9 de janeiro de 2017, 08:01

EXCLUSIVADuelo entre Nilo e Otto pela Assembleia, por Raul Monteiro

Foto: Montagem/Política Livre

Com o encontro da semana passada entre o presidente da Assembleia Legislativa, Marcelo Nilo (PSL), e o vice-governador e secretário estadual de Planejamento, João Leão (PP), é possível que a disputa pelo comando da Casa se resuma efetivamente a um duelo entre o deputado estadual e o senador Otto Alencar (PSD), que tem trabalhado ostensivamente pela candidatura do aliado Angelo Coronel (PSD). Isso, se o plano de Nilo de atrair Leão e seu candidato, Luiz Augusto (PP), e isolar Otto e seu afilhado, efetivamente se concretizar. Com efeito, o nome mais forte para enfrentar o presidente da Assembleia hoje é o de Coronel.

O apadrinhamento de sua candidatura pelo senador do PSD, junto com os claros movimentos que Otto tem feito no sentido de fortalecer seu nome, a exemplo de puxar para a Assembleia aliados como a suplente Mirela Macedo com o nítido objetivo de ampliar a base de votos nele, tornam Coronel o nome mais competitivo para enfrentar Nilo. Apesar do excelente relacionamento com os deputados, o presidente da Assembleia tem em seu desfavor o desgaste natural entre os colegas de comandar o Poder por cinco mandatos consecutivos, os quais pretende transformar em seis, se conseguir se reeleger.

Ainda que o PP de Leão e Luiz Augusto não tenha na Assembleia uma bancada suficiente para virar o jogo em favor de nenhum dos três candidatos, a possibilidade de Nilo atrair o partido para o seu campo não deixa de fortalecê-lo, já que polariza a disputa entre ele e Coronel ou, como avalia a maioria, entre ele e Otto. Reside aí uma jogada esperta do presidente da Assembleia porque, como se sabe, a decisão sobre a eleição do próximo presidente da Assembleia está nas mãos da oposição, com os 20 votos da bancada que o grupo possui na Casa.

Ciente do papel dos oposicionistas na disputa, o líder in pectore do grupo, o prefeito ACM Neto (DEM), já se reuniu com os deputados na Assembleia para fazer um apelo pelo voto conjunto num só candidato. Com toda a razão, Neto preferiria um presidente menos alinhado do que o atual com o governador Rui Costa (PT), a quem deve enfrentar em 2018, no caso de, como tudo indica, renunciar ao segundo mandato de prefeito para concorrer ao governo do Estado. Se, mesmo pertencendo à base governista, Coronel é quem poderia se posicionar de forma mais independente em relação ao governador, restaria um outro dilema.
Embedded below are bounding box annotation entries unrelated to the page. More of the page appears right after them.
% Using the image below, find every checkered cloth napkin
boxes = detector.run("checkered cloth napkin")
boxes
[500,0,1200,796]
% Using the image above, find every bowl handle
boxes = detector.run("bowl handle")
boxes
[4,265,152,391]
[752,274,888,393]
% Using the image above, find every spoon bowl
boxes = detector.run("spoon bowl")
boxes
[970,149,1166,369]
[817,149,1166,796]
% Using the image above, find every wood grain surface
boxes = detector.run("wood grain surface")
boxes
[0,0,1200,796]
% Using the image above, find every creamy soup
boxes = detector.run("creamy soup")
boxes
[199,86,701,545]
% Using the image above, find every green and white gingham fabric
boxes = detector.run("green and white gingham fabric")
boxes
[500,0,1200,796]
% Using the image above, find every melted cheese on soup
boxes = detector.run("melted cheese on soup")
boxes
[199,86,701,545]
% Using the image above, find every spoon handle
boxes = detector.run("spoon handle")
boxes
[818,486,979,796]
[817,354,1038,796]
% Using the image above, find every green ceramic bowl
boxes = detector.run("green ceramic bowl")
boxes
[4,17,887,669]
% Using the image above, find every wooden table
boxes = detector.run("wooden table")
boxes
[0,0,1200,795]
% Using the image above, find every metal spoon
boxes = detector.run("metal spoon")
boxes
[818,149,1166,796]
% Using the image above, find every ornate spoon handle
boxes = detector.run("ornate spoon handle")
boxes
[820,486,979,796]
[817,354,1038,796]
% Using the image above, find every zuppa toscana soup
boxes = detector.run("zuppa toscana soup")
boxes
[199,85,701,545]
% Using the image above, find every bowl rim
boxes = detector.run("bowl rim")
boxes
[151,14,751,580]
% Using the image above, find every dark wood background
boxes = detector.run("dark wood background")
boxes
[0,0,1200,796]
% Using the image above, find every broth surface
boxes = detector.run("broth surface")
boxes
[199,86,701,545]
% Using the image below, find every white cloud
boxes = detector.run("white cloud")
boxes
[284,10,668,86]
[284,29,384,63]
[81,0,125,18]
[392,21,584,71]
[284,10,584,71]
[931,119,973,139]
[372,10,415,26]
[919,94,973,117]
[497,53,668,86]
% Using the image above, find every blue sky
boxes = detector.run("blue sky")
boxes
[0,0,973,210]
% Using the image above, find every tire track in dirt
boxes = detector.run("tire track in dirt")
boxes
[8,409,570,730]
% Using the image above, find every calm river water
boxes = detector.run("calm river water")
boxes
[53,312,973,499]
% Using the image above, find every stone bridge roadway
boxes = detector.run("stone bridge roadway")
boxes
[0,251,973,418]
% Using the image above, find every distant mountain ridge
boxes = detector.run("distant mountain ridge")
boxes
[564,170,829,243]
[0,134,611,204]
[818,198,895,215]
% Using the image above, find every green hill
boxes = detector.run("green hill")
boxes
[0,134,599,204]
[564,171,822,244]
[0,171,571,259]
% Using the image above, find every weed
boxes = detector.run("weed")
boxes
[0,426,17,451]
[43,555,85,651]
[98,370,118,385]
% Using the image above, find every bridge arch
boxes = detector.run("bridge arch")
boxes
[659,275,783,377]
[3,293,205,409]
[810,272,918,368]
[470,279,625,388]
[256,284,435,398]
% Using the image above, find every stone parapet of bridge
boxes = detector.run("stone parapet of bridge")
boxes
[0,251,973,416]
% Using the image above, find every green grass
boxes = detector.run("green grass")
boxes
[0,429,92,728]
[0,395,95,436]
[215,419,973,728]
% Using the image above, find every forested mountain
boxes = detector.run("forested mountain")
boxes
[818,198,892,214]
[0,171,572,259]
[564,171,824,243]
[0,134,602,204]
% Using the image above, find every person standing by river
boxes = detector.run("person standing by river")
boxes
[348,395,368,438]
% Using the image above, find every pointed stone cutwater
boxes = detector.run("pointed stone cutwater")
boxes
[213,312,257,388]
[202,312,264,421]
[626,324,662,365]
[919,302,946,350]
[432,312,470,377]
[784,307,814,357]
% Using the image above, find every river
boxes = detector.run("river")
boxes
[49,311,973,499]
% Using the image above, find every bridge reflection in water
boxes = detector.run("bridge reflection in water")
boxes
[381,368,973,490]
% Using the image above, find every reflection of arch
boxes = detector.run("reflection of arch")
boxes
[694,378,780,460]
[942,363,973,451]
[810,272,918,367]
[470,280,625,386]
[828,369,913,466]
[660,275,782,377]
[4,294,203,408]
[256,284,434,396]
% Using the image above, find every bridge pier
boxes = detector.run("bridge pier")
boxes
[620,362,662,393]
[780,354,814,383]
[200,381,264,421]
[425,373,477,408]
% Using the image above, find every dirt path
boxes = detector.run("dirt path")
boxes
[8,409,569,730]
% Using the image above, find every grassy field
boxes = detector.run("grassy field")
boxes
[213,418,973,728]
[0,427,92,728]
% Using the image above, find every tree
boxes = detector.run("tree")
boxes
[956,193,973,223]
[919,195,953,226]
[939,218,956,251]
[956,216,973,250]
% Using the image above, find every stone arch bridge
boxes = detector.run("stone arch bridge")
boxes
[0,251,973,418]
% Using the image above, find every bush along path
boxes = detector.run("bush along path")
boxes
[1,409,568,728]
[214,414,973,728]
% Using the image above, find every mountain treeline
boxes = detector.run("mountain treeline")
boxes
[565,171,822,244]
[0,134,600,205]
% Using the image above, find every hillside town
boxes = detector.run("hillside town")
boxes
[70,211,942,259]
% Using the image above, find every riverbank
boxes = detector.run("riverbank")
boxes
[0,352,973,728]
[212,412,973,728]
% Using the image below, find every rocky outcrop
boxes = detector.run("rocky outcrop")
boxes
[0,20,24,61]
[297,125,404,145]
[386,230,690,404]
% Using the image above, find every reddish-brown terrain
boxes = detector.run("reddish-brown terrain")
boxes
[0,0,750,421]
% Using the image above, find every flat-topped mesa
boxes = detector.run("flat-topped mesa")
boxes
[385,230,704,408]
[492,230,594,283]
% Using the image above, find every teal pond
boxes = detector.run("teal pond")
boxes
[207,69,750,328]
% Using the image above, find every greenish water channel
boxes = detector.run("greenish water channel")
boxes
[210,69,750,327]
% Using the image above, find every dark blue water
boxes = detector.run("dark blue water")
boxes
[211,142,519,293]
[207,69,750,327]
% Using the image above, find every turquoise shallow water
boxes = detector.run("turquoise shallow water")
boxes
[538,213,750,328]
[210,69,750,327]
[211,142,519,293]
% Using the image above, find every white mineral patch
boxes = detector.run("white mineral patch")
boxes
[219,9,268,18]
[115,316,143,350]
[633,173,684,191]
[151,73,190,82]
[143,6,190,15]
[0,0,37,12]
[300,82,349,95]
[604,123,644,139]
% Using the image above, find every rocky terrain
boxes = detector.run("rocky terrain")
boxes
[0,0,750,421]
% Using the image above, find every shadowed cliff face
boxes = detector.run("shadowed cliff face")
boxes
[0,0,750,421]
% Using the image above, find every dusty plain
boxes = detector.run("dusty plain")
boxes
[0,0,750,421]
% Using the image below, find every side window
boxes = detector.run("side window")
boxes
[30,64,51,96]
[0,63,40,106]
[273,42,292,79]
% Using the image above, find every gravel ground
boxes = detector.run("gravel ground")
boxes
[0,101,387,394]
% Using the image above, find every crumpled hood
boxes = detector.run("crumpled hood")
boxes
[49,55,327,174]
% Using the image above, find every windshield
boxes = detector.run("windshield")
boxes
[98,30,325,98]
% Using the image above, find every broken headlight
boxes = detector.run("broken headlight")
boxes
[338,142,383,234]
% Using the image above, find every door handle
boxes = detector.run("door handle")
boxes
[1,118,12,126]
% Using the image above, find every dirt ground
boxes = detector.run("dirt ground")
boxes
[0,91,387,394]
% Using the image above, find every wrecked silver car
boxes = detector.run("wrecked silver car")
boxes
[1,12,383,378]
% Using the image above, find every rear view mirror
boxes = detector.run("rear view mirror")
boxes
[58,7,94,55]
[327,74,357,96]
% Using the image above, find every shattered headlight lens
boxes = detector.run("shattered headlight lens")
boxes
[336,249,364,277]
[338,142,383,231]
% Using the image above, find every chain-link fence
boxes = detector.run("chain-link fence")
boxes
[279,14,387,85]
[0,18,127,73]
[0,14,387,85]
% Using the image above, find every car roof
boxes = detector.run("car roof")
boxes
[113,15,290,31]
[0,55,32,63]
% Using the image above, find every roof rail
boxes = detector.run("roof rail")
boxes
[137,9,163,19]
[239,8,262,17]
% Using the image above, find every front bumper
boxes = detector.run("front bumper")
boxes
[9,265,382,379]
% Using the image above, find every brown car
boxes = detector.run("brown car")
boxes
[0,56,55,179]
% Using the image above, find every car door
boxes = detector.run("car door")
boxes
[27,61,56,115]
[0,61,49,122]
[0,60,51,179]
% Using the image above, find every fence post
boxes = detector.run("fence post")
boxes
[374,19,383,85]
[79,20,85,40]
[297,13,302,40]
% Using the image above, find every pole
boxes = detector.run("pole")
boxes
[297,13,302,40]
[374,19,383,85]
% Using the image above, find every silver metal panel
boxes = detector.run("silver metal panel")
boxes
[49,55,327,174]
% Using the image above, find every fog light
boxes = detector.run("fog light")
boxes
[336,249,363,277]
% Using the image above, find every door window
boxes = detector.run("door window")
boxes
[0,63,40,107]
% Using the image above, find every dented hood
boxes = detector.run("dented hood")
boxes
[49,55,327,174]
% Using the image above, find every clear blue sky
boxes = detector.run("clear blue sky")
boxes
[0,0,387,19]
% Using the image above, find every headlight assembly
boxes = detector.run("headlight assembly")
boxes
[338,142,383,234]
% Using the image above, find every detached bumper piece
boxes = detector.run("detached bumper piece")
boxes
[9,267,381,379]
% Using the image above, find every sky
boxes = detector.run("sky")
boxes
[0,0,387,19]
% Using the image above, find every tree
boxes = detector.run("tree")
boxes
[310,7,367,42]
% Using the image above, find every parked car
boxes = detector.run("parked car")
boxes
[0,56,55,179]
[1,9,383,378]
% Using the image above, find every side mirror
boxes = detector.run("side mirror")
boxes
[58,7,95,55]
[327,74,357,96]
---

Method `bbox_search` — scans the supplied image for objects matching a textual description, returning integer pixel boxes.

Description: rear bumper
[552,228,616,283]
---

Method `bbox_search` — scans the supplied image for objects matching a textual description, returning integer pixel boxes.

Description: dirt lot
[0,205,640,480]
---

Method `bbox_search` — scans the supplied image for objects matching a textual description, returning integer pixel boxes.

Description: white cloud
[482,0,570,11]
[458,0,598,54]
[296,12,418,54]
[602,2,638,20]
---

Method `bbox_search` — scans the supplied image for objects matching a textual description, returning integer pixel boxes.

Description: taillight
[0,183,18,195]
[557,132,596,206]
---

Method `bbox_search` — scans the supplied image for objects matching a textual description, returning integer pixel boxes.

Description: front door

O que assegura que, uma vez eleito, o candidato do PSD pode efetivamente favorecer os planos da oposição de tornar a Assembleia mais autônoma em relação ao Executivo? Ou, dito de forma mais clara, em que medida interessa a Neto fortalecer Otto por meio da eleição de Coronel? Como já disse o próprio o prefeito, nada assegura que, uma vez reeleito, Nilo não possa se constituir num foco de atrito importante por ocasião da montagem da chapa à reeleição de Rui, já que todo mundo sabe que pleitea pelo menos uma de suas duas vagas ao Senado, motivo porque se empenha para estar no comando da Assembleia no momento decisivo.